そして『トイ・ストーリー5』では、デバイスが普及した現代社会の中で、おもちゃはどのような役割を果たしていくのかという、新たなテーマが描かれていました。

時代が変われば、子どもたちの遊び方も変わります。しかし、『トイ・ストーリー』が一貫して描いてきたのは、おもちゃは子どもたちを笑顔にし、人と人との思い出や絆をつなぐ存在であるということ。

だからこそ、『トイ・ストーリー5』は、デバイスとおもちゃを対立する存在として描いた作品ではなく、それぞれの役割を改めて見つめ直し、現代社会における「おもちゃとは何か」を問いかけた作品だったのではないでしょうか。
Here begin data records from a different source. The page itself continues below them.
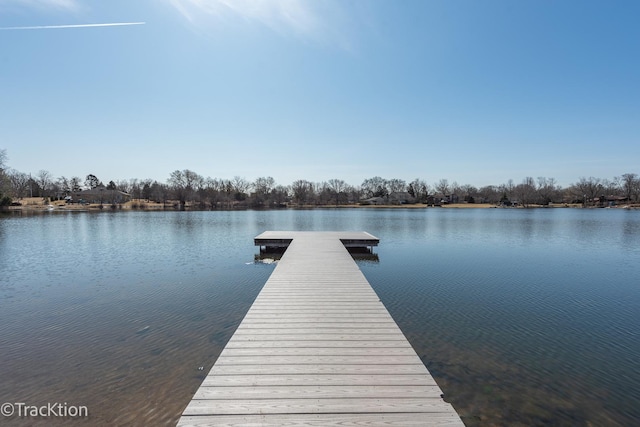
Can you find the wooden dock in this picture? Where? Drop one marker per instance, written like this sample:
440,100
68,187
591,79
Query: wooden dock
318,348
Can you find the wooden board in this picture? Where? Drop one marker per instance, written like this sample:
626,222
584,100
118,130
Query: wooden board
318,348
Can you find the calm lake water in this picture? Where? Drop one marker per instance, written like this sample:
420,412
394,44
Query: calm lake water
524,317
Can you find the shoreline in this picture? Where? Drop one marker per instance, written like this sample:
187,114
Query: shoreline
33,205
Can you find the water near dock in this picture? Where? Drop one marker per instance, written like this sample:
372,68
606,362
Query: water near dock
522,317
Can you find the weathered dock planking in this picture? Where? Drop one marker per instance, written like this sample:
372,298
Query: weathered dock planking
318,348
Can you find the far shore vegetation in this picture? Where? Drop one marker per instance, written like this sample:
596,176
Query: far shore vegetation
188,190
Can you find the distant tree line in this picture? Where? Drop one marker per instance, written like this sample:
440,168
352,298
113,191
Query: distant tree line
186,188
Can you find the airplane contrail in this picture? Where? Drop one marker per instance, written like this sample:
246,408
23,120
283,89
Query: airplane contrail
47,27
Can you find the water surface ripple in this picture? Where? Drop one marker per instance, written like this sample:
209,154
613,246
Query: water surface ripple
524,317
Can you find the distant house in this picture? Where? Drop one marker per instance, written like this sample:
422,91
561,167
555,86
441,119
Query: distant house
373,201
100,195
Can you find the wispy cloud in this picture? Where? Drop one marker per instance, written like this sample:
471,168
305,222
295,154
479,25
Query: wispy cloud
71,5
315,20
48,27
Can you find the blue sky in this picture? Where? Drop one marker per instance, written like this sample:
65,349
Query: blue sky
477,92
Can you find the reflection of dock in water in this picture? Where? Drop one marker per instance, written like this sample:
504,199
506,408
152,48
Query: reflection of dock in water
318,348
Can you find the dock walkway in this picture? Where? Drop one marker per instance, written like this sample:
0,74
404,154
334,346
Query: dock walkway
318,348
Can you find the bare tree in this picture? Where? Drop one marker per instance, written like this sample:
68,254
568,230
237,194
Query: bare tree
75,184
240,185
19,183
396,185
630,185
43,178
302,191
442,187
587,189
375,187
92,182
526,192
548,190
419,190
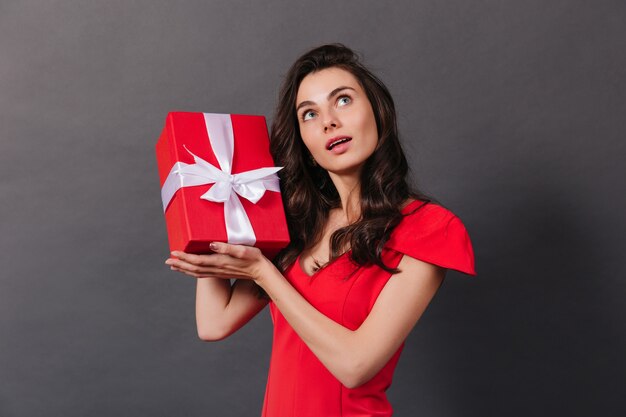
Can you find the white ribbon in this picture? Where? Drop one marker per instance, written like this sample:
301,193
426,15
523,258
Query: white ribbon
250,185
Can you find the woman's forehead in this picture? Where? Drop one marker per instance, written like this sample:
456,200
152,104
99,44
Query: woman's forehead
317,85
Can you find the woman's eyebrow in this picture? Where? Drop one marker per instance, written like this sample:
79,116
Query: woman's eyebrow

『トイ・ストーリー』シリーズがこれからも続くのかは、正直わかりません。

またボニーとの別れが描かれるのかもしれませんし、時代がさらに変化した時、ウッディやバズ、ジェシーたちが再び「おもちゃとは何か」を私たちに問いかける日が来るのかもしれません。

「おもちゃとは何か」。

そして、「子どもたちをどのように喜ばせるのか」。

おもちゃ、そしておもちゃで遊ぶ子どもたちがいる限り、この物語はこれからもあり続けるのかもしれません。